= Murder of Şule Çet =

Murder in Turkey

Şule Çet was a 23-year-old student who was studying fashion design at the Gazi University in Ankara, Turkey. She was murdered after having been raped in the night of the 24 May 2018. The murderer was sentenced to life imprisonment and his accomplice to over 18 years in prison.

== Background ==
On the 24 May 2018, Şule Çet was invited out for dinner by her boss Çağatay Aksu and his friend Berk Akand. After dinner they went into an office on the 20th floor in a building in Ankara. At first they had a drink and enjoyed themselves. After midnight, Çet sent text messages to her roommate informing her that it was not what she had expected and that Aksu wouldn't let go of her.

== Murder ==
From Şule Çet's mobile phone the last message was sent at 3:03 A.M., and at approximately 4:00 A.M. Berk Akand was recorded on a surveillance camera as he reported evidently moved about what happened to the security personnel of the building. During the night, Berk Akand wrote a message to his friend he knew from the University mentioning he resented what has happened. Çet was thrown out of the window from the 20th floor of the building. Initially, the men claimed the woman committed suicide, but later on it was shown that she was raped and murdered. That her throat was broken was seen as a proof for her to have been strangled. A forensic medical report showed that before she was thrown out of the window, there was a fight and that Çet was raped. It was noted that there were no fingerprints of hers on the windows, and that the window only could to be opened by a width of 30 centimeters.
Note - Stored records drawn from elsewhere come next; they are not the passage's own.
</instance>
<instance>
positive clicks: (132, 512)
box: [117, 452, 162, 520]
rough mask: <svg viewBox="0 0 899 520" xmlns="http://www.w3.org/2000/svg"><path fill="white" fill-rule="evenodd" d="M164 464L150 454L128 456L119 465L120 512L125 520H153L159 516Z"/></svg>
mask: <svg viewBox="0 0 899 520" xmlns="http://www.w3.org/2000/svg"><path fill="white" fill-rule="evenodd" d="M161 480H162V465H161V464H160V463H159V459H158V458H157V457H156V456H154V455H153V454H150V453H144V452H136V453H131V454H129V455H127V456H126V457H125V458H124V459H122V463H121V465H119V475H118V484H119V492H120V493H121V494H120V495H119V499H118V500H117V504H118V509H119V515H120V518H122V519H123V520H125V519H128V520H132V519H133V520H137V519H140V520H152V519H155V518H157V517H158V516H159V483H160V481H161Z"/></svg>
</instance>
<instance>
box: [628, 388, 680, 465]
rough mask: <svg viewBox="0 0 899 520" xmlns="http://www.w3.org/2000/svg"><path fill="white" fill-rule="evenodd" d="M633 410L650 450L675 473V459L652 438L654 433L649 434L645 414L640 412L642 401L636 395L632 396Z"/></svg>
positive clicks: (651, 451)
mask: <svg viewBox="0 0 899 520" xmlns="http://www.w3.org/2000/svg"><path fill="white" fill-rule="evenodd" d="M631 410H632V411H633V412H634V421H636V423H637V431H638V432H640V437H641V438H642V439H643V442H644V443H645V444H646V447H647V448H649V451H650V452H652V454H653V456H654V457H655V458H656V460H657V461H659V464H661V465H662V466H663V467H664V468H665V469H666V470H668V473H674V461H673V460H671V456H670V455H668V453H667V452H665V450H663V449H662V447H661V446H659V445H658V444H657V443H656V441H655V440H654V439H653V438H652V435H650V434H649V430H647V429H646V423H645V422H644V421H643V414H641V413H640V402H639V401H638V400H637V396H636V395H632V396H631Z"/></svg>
Following the murder of Çet, both men attempted to flee and called more than ten times an airline. As surveillance cameras later showed, they were too drunk to reach the plane.

== Trial ==
Following their interrogation, the men were set free. Çağatay Aksu and Berk Akand were only arrested on the 14 July 2018, after a campaign which demanded their arrest. The first hearing in case was scheduled to take place on the 6 February 2019. The defendants pleaded not guilty and Aksu defended himself they only were having a drink while he tried to help Çet out, who allegedly was in financial trouble. But both men gave contradictory testimonies of the events, as Aksu mentioned he washed glasses after Çet had jumped out of the window, and the Akand said Aksu washed the glasses before Çet jumped. Then the men's lawyers alleged that Çet was not a virgin anymore and also agreed to drink alcohol in a secluded room. Therefore, the defense and the courts medical department came to the conclusion that the sexual intercourse was performed in mutual consent, which caused an outcry in social media. The defense also complained that the family of Çet pressured the public society for an arrest of the defendants. As the defending lawyers demanded the release of their clients, the public applauded, to which a member of Çet's family responded "You killed our daughter, what are you applauding" The prosecution aimed at an aggravated life sentence for the defendants. In December 2019, Çağatay Aksu was convicted to a life sentence for the killing of Şule Çet and received a second sentence over 12 and a half years for "deprivation of liberty and sexual assault". His accomplice Berk Akand was sentenced to 18 years and 9 months for his assistance in the murder. The lawyer of the Çet family, said he would appeal the verdict, as he did not agree with the court that Aksu has shown such a good behavior in court, that he merited only a life sentence instead of an aggravated life sentence. In June 2020, both verdicts were confirmed by the appeals court in Ankara, but the attorneys of the Çet family did still not agree on the alleviating conduct of Aksu during the trial, therefore they vowed to appeal the verdict.

== Reactions ==
The sentences were lauded by women organizations in Turkey. During the whole 19 months since Şule Çet murder, the case was accompanied by a social media campaign with the hashtag #SuleCetIcinAdalet (Justice for Sule Cet). Both, the lawyers of the Çet family and Mansur Yavaş, the mayor of Ankara, were satisfied with the ruling of the appeal court.

== Aftermath ==
The lawyer who defended Aksu, became a candidate to the Grand National Assembly of Turkey for the Victory Party (ZP) for the parliamentary elections of 2023.